There’s definitely creativity involved here. The chefs have to be quick on their feet and brimming with ideas. Mayrant tells me that internet search engines and social media help too, as well as collaborating with the other head chefs. “They can look at the stuff and already have recipes ready to go.” As we talk, he and the volunteers mix huge plastic bins of strawberries and cut plums for fruit cups. The smell rises, so sweet and floral that I want to jump in and help.
Next I meet Warner Finley, an enthusiastic soon-to-be Empower L.A. graduate with a dream of going to France and training in a professional kitchen there. Finley was living in a halfway house at a homeless shelter when his caseworker told him about Empower’s culinary job training program. Now he’s finishing up his internship and working as a caterer.
“Cuts. Sauces. Equipment. Sauces. I learned a lot,” Finley says. “And the thing about this program, it’s like a family, too. Most of my classmates are from institutions and I can see the life changing in them as they come through these rooms.”
In their Culinary Olympics last week, he made chicken parmesan with pasta and homemade tomato sauce. “I could have saved the pasta water, though, and poured it on top,” he said. “See, that’s what I’ve learned!”
Egger tells me it’s the word on the street that he’s most proud of. L.A. Kitchen has a program where federal judges refer men and women who come here to work as an alternative to sentencing. “It’s this idea of saying - whether it’s parole officers or judges - that we have a whole bunch of people who are willing to make L.A. Kitchen work.”

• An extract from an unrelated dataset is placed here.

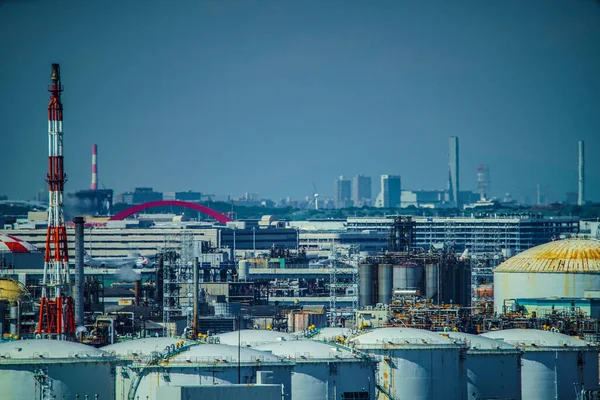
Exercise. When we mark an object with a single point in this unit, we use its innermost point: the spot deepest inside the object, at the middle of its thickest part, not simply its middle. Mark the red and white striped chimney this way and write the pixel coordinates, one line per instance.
(94, 167)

Robert Reams cooks at STRONG FOOD, L.A. Kitchen’s social enterprise that purchases imperfect produce to manufacture healthy products, upstairs. Reams came to the job from a halfway house after being released from prison. Both arms sleeved with tattoos, he seems quiet and sure of himself. A graduate of the culinary school, he makes apple and beet chips as well as fresh, preservative-free baby food. STRONG FOOD employs graduates to create products and then uses the revenue to fuel the other L.A. Kitchen programs.

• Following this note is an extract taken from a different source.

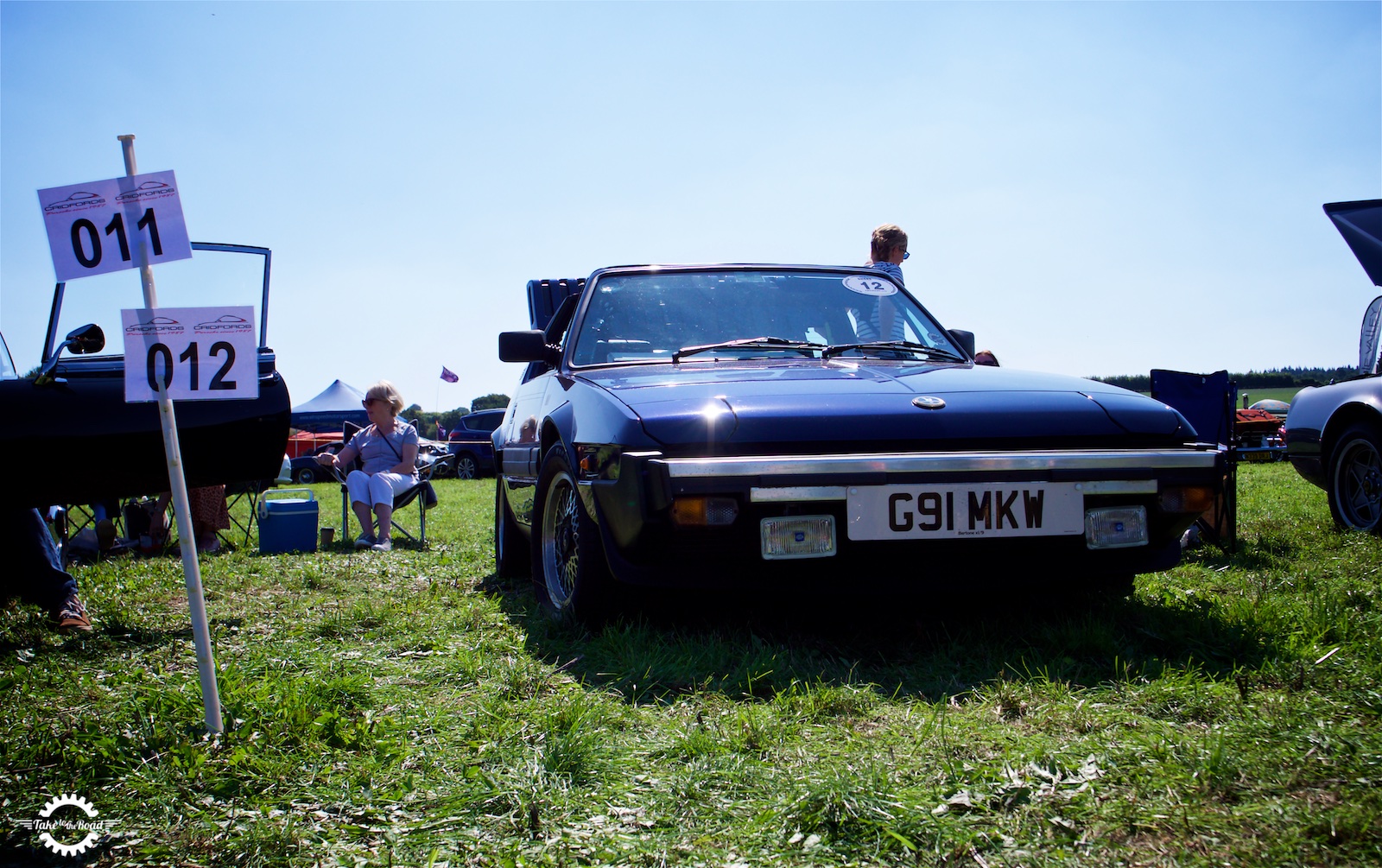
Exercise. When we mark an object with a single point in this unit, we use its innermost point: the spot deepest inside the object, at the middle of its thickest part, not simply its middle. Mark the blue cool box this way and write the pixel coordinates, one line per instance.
(288, 523)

The most important thing is to get the word out that all of this food is available - plant-based, and nutrient-rich. That’s why L.A. Kitchen is also partnering with health providers like Kaiser Permanente (kaiserpermanente.org) and Martin Luther King Hospital (mlkcommunityhospital.org), so that doctors can literally write a food prescription for their diabetic patients: ‘eat healthy…for free!’
This is a food moment, Egger tells me. People are upset about food waste, people are upset about what’s in their food, and people are upset about unemployment and hunger. What we need to ask is, “what is community?; what is connectivity?; what does beauty look like in this new world?” Even for the pear-shaped among us.
Or, as Warner Finley says, “That’s one of my dreams, to give back to people in need. Not only am I changing my life, but I’m changing their lives, too.”